Every operation MUST work on ALL backends: Scalar, SSE2,
AVX/AVX2, AVX-512, NEON, WASM SIMD128, CUDA, wgpu.
**NO EXCEPTIONS.** If GPU acceleration isn't beneficial,
the GPU method must fall back to CPU.

When adding a new operation:
1. **Write contract FIRST** (`contracts/my-op-v1.yaml`)
2. Add to `VectorBackend` trait in `src/backends/mod.rs`
3. Implement in ALL backend modules
4. Add WGSL shader if GPU-accelerable
5. Add sync + async device methods
6. Add integration test in `tests/backend_story.rs`

Enforcement: `tests/backend_story.rs` + CI.

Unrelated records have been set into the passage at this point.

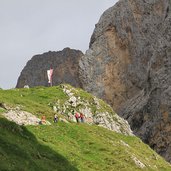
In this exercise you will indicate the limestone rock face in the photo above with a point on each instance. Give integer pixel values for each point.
(64, 63)
(128, 64)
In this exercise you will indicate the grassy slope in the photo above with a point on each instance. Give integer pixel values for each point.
(65, 146)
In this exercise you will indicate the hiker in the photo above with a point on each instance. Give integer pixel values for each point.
(55, 118)
(43, 120)
(82, 117)
(77, 117)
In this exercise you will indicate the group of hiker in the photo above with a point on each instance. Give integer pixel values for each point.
(79, 117)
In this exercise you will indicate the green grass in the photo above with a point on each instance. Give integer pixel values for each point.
(64, 146)
(72, 146)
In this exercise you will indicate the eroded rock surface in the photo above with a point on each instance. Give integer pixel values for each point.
(64, 63)
(129, 65)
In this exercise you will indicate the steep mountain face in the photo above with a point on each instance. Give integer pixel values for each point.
(64, 63)
(129, 65)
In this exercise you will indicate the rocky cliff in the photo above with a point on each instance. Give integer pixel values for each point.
(64, 63)
(129, 65)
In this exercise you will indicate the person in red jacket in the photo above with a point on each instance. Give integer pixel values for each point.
(82, 117)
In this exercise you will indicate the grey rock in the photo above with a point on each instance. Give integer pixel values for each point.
(64, 63)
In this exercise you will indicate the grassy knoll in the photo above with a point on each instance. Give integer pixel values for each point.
(63, 146)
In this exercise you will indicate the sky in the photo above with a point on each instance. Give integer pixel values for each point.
(31, 27)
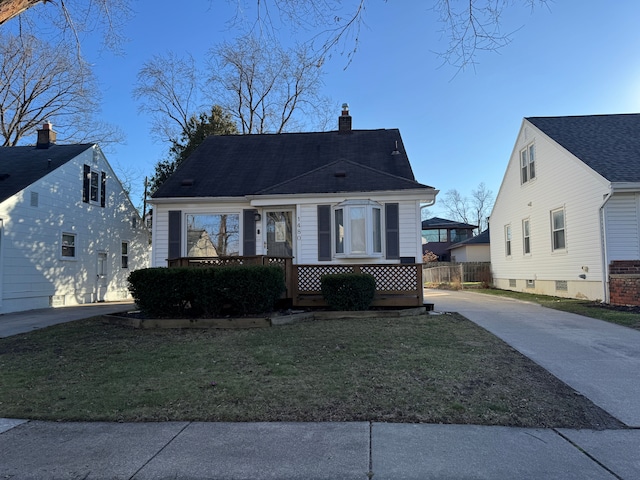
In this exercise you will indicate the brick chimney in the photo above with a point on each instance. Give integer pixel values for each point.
(344, 120)
(46, 136)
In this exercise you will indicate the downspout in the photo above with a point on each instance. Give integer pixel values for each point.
(603, 244)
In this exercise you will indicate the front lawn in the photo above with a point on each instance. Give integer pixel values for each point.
(427, 368)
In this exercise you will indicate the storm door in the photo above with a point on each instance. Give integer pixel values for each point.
(279, 228)
(101, 278)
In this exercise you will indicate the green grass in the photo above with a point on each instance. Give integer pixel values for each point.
(439, 369)
(627, 316)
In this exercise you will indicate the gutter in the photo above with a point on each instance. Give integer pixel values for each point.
(617, 187)
(603, 244)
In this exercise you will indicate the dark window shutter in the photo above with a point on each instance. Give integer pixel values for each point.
(249, 232)
(324, 232)
(103, 189)
(392, 222)
(86, 181)
(175, 233)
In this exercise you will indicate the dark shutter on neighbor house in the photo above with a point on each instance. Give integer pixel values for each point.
(175, 233)
(103, 189)
(392, 233)
(249, 232)
(86, 183)
(324, 232)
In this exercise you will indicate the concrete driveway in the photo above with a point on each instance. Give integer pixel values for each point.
(598, 359)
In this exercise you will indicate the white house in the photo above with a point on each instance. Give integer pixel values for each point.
(323, 198)
(69, 233)
(568, 205)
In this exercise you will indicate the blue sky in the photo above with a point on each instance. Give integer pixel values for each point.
(459, 127)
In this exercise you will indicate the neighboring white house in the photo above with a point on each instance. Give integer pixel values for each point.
(69, 233)
(568, 206)
(324, 198)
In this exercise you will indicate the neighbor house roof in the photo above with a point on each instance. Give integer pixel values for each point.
(22, 166)
(480, 239)
(293, 163)
(436, 222)
(609, 144)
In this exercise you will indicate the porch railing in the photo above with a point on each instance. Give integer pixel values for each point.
(396, 284)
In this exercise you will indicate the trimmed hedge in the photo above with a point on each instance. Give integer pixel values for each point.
(206, 292)
(348, 291)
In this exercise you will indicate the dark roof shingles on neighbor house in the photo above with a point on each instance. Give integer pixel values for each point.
(293, 163)
(22, 166)
(609, 144)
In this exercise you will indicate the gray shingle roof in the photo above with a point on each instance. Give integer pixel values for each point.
(293, 163)
(22, 166)
(437, 222)
(483, 238)
(609, 144)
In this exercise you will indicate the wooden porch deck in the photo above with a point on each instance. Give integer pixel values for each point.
(397, 285)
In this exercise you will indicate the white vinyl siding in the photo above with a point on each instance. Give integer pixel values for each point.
(306, 227)
(581, 199)
(622, 227)
(33, 272)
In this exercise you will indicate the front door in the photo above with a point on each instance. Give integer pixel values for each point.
(101, 278)
(279, 233)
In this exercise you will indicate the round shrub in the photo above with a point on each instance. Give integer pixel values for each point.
(348, 291)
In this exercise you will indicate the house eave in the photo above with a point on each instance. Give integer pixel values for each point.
(187, 200)
(625, 187)
(424, 195)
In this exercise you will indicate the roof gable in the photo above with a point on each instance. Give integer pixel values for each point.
(22, 166)
(608, 144)
(293, 163)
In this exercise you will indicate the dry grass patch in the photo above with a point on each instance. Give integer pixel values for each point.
(427, 368)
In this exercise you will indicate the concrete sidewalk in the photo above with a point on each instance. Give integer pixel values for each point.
(359, 450)
(598, 359)
(22, 322)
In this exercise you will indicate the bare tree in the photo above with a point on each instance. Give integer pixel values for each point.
(268, 88)
(39, 82)
(169, 90)
(471, 26)
(473, 210)
(70, 19)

## Provable-Contracts Integration

**Contract-first design:** `build.rs` reads
`../provable-contracts/contracts/trueno/binding.yaml`
(38/38 bindings implemented), sets `CONTRACT_*` env vars,
enforces **AllImplemented** policy — any `not_implemented`
binding fails the build.

**Escape-proof pipeline:** Equation → Lean proof →
YAML validation → build.rs codegen → `#[contract]` proc
macro → FALSIFY tests.
See `docs/specifications/sub/contracts.md` for details.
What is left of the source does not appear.